The enemy had discovered her, and called out in a very cheerful and
persuasive tone, "Halloa, little girl, how far is it to the road?"
and trembling Sylvia answered almost inaudibly, "A good ways."
She did not dare to look boldly at the tall young man, who carried
a gun over his shoulder, but she came out of her bush and again followed
the cow, while he walked alongside.
"I have been hunting for some birds," the stranger said kindly,
"and I have lost my way, and need a friend very much. Don't be
afraid," he added gallantly. "Speak up and tell me what your
name is, and whether you think I can spend the night at your house,
and go out gunning early in the morning."
Sylvia was more alarmed than before. Would not her grandmother consider
her much to blame? But who could have foreseen such an accident as this?
It did not appear to be her fault, and she hung her head as if the stem
of it were broken, but managed to answer "Sylvy," with much
effort when her companion again asked her name.
Mrs.

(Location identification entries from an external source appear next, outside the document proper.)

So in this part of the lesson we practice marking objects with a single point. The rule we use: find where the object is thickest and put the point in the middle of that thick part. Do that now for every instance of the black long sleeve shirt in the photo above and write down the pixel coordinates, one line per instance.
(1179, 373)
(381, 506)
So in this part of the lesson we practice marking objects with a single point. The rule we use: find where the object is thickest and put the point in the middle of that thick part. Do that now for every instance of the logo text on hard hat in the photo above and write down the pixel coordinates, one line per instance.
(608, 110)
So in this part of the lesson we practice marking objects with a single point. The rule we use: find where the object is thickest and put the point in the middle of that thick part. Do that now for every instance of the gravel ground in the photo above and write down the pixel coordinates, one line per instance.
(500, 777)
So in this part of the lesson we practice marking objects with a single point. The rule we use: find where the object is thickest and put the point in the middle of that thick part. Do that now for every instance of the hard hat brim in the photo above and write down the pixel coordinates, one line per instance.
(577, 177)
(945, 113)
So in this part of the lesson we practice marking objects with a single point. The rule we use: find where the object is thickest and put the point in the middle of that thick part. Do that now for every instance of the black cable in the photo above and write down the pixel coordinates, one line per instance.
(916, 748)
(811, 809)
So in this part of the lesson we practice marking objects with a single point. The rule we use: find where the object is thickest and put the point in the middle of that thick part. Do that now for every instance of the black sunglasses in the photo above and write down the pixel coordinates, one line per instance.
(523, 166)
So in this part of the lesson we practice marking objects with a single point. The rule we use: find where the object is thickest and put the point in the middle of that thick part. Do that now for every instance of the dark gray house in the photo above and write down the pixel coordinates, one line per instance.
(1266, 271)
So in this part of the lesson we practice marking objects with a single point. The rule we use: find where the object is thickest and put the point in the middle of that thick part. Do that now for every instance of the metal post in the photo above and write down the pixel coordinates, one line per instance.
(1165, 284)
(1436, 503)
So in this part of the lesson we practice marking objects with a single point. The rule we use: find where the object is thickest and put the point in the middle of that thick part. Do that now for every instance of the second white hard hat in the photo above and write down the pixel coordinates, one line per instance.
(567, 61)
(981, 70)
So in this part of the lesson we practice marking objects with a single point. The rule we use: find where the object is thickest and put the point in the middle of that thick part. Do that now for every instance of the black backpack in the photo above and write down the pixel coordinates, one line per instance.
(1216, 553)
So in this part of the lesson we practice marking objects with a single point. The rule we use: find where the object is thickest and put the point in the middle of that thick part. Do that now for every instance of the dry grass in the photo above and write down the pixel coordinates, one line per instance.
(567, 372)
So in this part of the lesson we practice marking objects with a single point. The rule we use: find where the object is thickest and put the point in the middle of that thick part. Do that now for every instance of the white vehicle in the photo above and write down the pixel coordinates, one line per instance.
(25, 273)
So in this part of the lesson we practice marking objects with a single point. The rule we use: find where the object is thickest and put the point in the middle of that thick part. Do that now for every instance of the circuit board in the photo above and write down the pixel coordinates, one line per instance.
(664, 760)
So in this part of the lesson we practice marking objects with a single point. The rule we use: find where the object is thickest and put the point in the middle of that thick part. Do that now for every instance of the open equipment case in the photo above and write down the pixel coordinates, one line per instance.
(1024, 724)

Tilley was standing in the doorway when the trio came into view.
The cow gave a loud moo by way of explanation.
"Yes, you'd better speak up for yourself, you old trial! Where'd
she tucked herself away this time, Sylvy?" But Sylvia kept an awed
silence; she knew by instinct that her grandmother did not comprehend
the gravity of the situation. She must be mistaking the stranger for
one of the farmer-lads of the region.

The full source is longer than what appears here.